In [None]:
# Boring Installation Stuff - takes 2-5 minutes
!sh load.sh

# Helps you get the packages you don't have
import sys
!{sys.executable} -m pip install opencv-python

# Import all other packages
from datascience import *
from ultralytics import YOLO
from PIL import Image
from ipywidgets.widgets import IntSlider, interact_manual

import numpy as np
import cv2

import matplotlib.pyplot as plt
%matplotlib inline


# Some useful helper functions
def show_image(im, size=None):
    "Shows an image from a NumPy array"
    fig, ax = plt.subplots(figsize=size)
    ax.imshow(im, cmap="gray", vmin=0, vmax=255)
    ax.set_xticks([])
    ax.set_yticks([])

def read_video(path):
    "Reads a video file into NumPy array"
    frames = []

    cap = cv2.VideoCapture(path)
    ret = True
    for _ in np.arange(40):
        ret, img = cap.read() 
        if ret:
            frames.append(cv2.cvtColor(img, cv2.COLOR_BGR2RGB))
    return np.stack(frames, axis=0)

# Lecture 31: Working with Images, Computer Vision

## Image Data

Images are just two-dimensional arrays.
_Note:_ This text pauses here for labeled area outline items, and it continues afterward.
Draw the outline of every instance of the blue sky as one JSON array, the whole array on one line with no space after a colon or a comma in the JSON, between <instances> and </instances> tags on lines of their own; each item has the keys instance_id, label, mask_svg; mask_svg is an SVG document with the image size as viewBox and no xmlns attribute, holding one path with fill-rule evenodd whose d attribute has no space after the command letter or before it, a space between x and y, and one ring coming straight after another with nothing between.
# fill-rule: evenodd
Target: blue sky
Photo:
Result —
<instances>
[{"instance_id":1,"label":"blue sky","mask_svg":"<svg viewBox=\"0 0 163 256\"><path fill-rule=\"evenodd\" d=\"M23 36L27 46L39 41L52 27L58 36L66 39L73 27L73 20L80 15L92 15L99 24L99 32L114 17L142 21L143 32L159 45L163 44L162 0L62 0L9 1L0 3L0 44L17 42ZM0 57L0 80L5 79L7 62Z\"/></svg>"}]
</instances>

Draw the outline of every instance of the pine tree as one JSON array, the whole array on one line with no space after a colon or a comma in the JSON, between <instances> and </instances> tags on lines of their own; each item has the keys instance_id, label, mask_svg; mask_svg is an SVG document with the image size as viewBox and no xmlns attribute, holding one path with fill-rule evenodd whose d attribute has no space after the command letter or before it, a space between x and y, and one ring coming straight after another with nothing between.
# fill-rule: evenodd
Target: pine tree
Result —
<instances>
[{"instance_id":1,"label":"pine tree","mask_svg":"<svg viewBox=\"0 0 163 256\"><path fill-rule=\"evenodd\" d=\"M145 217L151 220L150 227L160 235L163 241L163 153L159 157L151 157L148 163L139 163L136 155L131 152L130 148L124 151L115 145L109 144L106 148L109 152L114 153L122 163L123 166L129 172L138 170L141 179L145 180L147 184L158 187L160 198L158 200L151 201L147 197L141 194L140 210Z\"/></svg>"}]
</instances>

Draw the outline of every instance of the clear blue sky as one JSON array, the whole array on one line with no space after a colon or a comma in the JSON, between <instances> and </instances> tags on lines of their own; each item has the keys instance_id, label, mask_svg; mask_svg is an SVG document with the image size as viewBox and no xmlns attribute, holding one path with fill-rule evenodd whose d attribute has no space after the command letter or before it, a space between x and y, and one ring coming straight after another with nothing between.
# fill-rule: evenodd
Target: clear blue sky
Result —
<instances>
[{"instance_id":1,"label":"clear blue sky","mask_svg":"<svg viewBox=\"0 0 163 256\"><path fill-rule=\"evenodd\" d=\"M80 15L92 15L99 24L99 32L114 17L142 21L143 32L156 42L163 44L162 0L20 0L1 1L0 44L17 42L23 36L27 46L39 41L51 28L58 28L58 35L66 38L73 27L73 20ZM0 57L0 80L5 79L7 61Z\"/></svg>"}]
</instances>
You can think about them as several **arrays within one larger array**.

In [None]:
# Here is an example of a 3x3 image
im = make_array(
    make_array(0, 255, 0),
    make_array(255, 0, 255),
    make_array(0, 255, 0),
)
im

We can show our image using the helper `show_image` function that uses `matplotlib`'s `imshow` method.

In [None]:
show_image(im)

Now we can create images with specific shades of black or white.

In [None]:
# Create an image of all black pixels
black = make_array(
    make_array(0, 0, 0),
    make_array(0, 0, 0),
    make_array(0, 0, 0),
)

# Create an image of all white pixels
white = make_array(
    make_array(255, 255, 255),
    make_array(255, 255, 255),
    make_array(255, 255, 255),
)

# Create an image of all grey pixels
grey = make_array(
    make_array(125, 125, 125),
    make_array(125, 125, 125),
    make_array(125, 125, 125),
)

In [None]:
show_image(black)

In [None]:
show_image(white)

In [None]:
show_image(grey)

<div style="width:125px; margin:0 auto;"><b>(back to slides)</b></div>

## What About Color?

Color images consist of **three color channels**, RGB, which represent the intensity of that particular color for every pixel. Every pixel has a value for **each color channel**. For example, a **red pixel** should have the following channel values: `R=255, G=0, B=0`

In [None]:
# Create a red pixel using the array methods
red_pixel = make_array(255, 0, 0)

In [None]:
# Create an image using all red pixels
red = make_array(
    make_array(red_pixel, red_pixel, red_pixel),
    make_array(red_pixel, red_pixel, red_pixel),
    make_array(red_pixel, red_pixel, red_pixel)
)
red

In [None]:
show_image(red)

In [None]:
# Create a green and blue pixel like before
green_pixel = make_array(0, 255, 0)
blue_pixel = make_array(0, 0, 255)

In [None]:
# Create an image using green and blue pixels
green_blue = make_array(
    make_array(green_pixel, blue_pixel, green_pixel),
    make_array(green_pixel, blue_pixel, green_pixel),
    make_array(green_pixel, blue_pixel, green_pixel)
)
show_image(green_blue)

We can combine each color channel in the following way to make **purple** and **orange**.

In [None]:
purple_pixel = make_array(100, 0, 255)
yellow_pixel = make_array(255, 150, 0)

cool_image = make_array(
    make_array(purple_pixel, blue_pixel, red_pixel),
    make_array(green_pixel, yellow_pixel, green_pixel),
    make_array(red_pixel, blue_pixel, purple_pixel)
)
show_image(cool_image)

## Loading in Your Own Images

Rather than manually creating our image arrays, we can load in our own images to the notebook

In [None]:
kevin = plt.imread("kevin.jpg")
kevin

In [None]:
show_image(kevin, size=(6, 8))

We can figure out the **dimensions of our image** by using the `.shape` attribute. We see that the output shape is actually three-dimensional.

In [None]:
print(f"The image of kevin is {kevin.shape[0]} pixels tall \
and {kevin.shape[1]} pixels wide, and has {kevin.shape[2]} channels")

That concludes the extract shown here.